Key parameters for randomization:
- Visual: Texture, lighting direction/intensity/color, sky/weather, camera intrinsics/extrinsics
- Geometric: Object placement, scale, orientation, occlusion patterns
- Physical: Surface reflectance (BRDF), motion blur, lens distortion, sensor noise
3.2 Structured Domain Randomization (SDR)
Pure random placement produces physically implausible scenes. SDR uses real-world spatial priors to constrain randomization:
- Objects placed on ground planes, not floating
- Vehicle orientations aligned with road directions
- Pedestrian positions on sidewalks/crossings
- Contextually appropriate object co-occurrences
SDR has been shown to produce improved out-of-distribution generalization compared to unconstrained randomization.
3.3 Meta-Sim
Meta-Sim aims to close the "content gap" by learning to generate task-specific synthetic datasets. It uses a neural network to modify scene attributes (object placement, appearances) to maximize downstream task performance, demonstrated on self-driving car training.
3.4 Published Effectiveness
A critical finding: models trained solely on randomization-based synthetic data can outperform those trained on photorealistic synthetic datasets, and when fine-tuned with limited real data, can surpass models trained on real data alone. This suggests that diversity of variation matters more than individual frame realism.

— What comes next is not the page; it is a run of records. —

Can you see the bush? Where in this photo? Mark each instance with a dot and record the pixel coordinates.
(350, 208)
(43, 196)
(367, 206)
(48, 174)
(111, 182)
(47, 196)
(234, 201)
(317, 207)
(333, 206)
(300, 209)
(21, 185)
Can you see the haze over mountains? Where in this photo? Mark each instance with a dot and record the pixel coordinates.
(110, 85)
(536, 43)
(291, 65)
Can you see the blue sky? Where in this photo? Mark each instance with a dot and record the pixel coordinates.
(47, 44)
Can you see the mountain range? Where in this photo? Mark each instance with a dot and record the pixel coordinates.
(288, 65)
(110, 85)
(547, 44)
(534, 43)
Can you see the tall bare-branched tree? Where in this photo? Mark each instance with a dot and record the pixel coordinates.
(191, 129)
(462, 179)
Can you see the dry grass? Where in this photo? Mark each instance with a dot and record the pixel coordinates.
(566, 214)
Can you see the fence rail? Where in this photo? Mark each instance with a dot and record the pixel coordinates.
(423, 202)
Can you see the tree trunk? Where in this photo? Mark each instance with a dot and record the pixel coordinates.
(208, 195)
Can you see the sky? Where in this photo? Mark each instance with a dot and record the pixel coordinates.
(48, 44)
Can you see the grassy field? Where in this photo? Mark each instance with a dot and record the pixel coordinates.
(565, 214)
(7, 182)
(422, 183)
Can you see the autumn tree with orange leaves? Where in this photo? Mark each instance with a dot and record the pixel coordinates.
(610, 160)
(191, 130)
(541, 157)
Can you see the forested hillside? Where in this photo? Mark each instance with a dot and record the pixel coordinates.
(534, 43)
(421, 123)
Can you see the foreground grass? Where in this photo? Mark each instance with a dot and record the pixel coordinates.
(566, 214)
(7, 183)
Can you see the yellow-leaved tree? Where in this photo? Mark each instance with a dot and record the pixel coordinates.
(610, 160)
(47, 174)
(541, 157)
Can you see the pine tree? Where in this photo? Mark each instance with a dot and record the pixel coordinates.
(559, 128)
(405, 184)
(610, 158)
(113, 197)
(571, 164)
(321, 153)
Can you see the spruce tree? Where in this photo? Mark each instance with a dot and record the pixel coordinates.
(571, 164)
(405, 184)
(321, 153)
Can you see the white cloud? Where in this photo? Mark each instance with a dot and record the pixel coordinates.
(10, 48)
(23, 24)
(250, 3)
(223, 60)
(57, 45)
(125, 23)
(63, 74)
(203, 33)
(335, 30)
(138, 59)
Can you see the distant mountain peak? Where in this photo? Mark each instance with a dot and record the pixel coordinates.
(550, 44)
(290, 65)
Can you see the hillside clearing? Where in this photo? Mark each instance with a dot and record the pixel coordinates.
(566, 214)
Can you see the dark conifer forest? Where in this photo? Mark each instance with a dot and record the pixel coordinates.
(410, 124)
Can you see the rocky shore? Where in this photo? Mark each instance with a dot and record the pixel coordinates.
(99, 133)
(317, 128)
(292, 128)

3.5 Airside-Specific Randomization Strategy
For airport airside environments, the following randomization axes are most impactful:
Lighting and Weather:
- Time of day (airports operate 24/7 with dramatic lighting changes from apron floodlights)
- Weather: rain on tarmac (specular reflections), fog (common at airports), snow/ice on surfaces
- Jet blast heat shimmer near aircraft engines
- Sun glare off aircraft fuselage and terminal glass
Object Variation:
- GSE type diversity: baggage tugs (open/closed cab), belt loaders, pushback tractors, fuel trucks, catering trucks, GPU units, lavatory service vehicles, de-icing trucks
- Aircraft livery randomization across airlines
- GSE fleet age/condition/paint variation
- Worker PPE configurations (hi-vis vest colors, hard hats)
Scene Configuration:
- Gate assignment density (busy vs quiet periods)
- Aircraft type variation at gates (narrow-body vs wide-body geometry)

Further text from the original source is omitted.